Um bom filme é resultado de um afinado e afiado trabalho de equipe – diretores e atores certos, juntos no set certo. Uma parceria recente que se tornou sinônimo de sucesso é formada pelo cineasta Tim Burton e pelo ator Johnny Depp. Estão no sexto trabalho conjunto – fizeram Edward, mãos de tesoura e A fantástica fábrica de chocolate, entre outros. Agora, trata-se do filme Sweeney Todd – o barbeiro demoníaco da rua Fleet, que estréia no Brasil na sexta-feira 8. Depp está tão bem em cena que concorre ao Oscar de melhor ator, mesmo fazendo o que até então era inimaginável: ele cantou, nesse que é o primeiro musical de sua carreira. Burton, que sempre deixou claro que não vibrava com longas cantorias nas telas, também jamais se aventurara nesse gênero. Pois bem: o trabalho da dupla é empolgante, como tantas outras parcerias, atuais ou antigas, no cinema.

Sweeney Todd é a melhor adaptação cinematográfica recente de um espetáculo da Broadway.

O enredo se desenvolve numa sombria Londres do século XIX, onde um barbeiro (o Sweeney Todd do título) volta do exílio para se vingar de uma injustiça. Todd era feliz, casado e pai de uma linda garotinha, até que foi condenado por um crime que não cometeu devido à falsidade de um juiz interessado em arrebatar-lhe a mulher. Quinze anos depois, com a fama de melhor barbeiro de Londres, ele fica sócio da locatária de seu salão, a senhora Lovett (interpretada por Helena Boham Carter). Trata-se de outro tipo de parceria, bem incomum: enquanto ele degola os clientes que barbeia no andar de cima, a mulher usa a carne dos mortos para fazer tortas que são vendidas no restaurante instalado no andar de baixo. Tudo embalado por belíssimas canções de Stephen Sondheim. "Não existe nenhuma intenção de glorificar os serial killers", disse Burton ao jornal francês Libération. "O cinema possui uma forte dimensão catártica e, assim, mostra certas atitudes para que elas não sejam praticadas no mundo real."

Deve ter sido fácil para o diretor Burton convencer o ator Depp sobre a sua tese envolvendo catarse e filmes violentos: eles são amigos, e o ator costuma aceitar e acatar tudo aquilo que o diretor pede. Quando Depp, por exemplo, não concorda com uma cena, Burton sugere que ele ensaie mesmo a contragosto, e no final o ator acaba gostando do resultado. O mais difícil no caso de Sweeney Todd foi convencê-lo de que ele podia cantar. Depp já havia participado de uma banda de rock na juventude (a The Kids), mas nunca interpretara uma canção inteira. Procurou então seus antigos companheiros de garagem e gravou a música My friends, que está no atual musical e cuja letra diz que as duas navalhas são os únicos amigos que Sweeney tem no mundo. Quando Depp enviou a fita da gravação para Burton, recebeu imediatamente as cópias do contrato para serem assinadas.

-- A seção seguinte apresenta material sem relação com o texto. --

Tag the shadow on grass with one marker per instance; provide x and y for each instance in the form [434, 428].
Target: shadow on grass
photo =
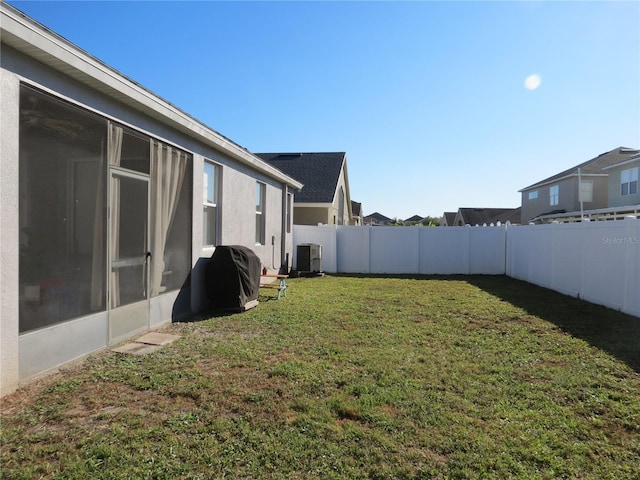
[609, 330]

Parcerias afinadas no cinema, como Depp e Burton, não é um fenômeno isolado – muitas vezes a sintonia é tão grande que as decisões partem não do diretor, mas dos próprios atores. Era o que acontecia com Robert De Niro na época em que ele era o protagonista habitual dos filmes de Martin Scorsese – fizeram, entre outros, Taxi driver, Os bons companheiros e Touro indomável. Vale destacar que Touro indomável foi sugerido pelo próprio De Niro, que presenteou Scorsese com a autobiografia do boxeador Jack LaMotta e não se cansava de falar que a história daria um grande filme. Outro que palpitava bastante era o italiano Marcello Mastroianni, e fazia isso com um diretor que nem sequer escrevia roteiros: Federico Fellini. Em Ginger e Fred, a última parceria de ambos, Mastroianni teimou que teria de usar um sapato elegante, feito à mão, pois esse detalhe era importante para o personagem inspirado no ator e dançarino americano Fred Astaire. Fellini sabia que Mastroianni nunca precisou desse tipo de laboratório, mas cumpriu o pedido à risca. "Desconfiei que ele queria um belo par de sapatos para usar depois das filmagens", revelou Fellini.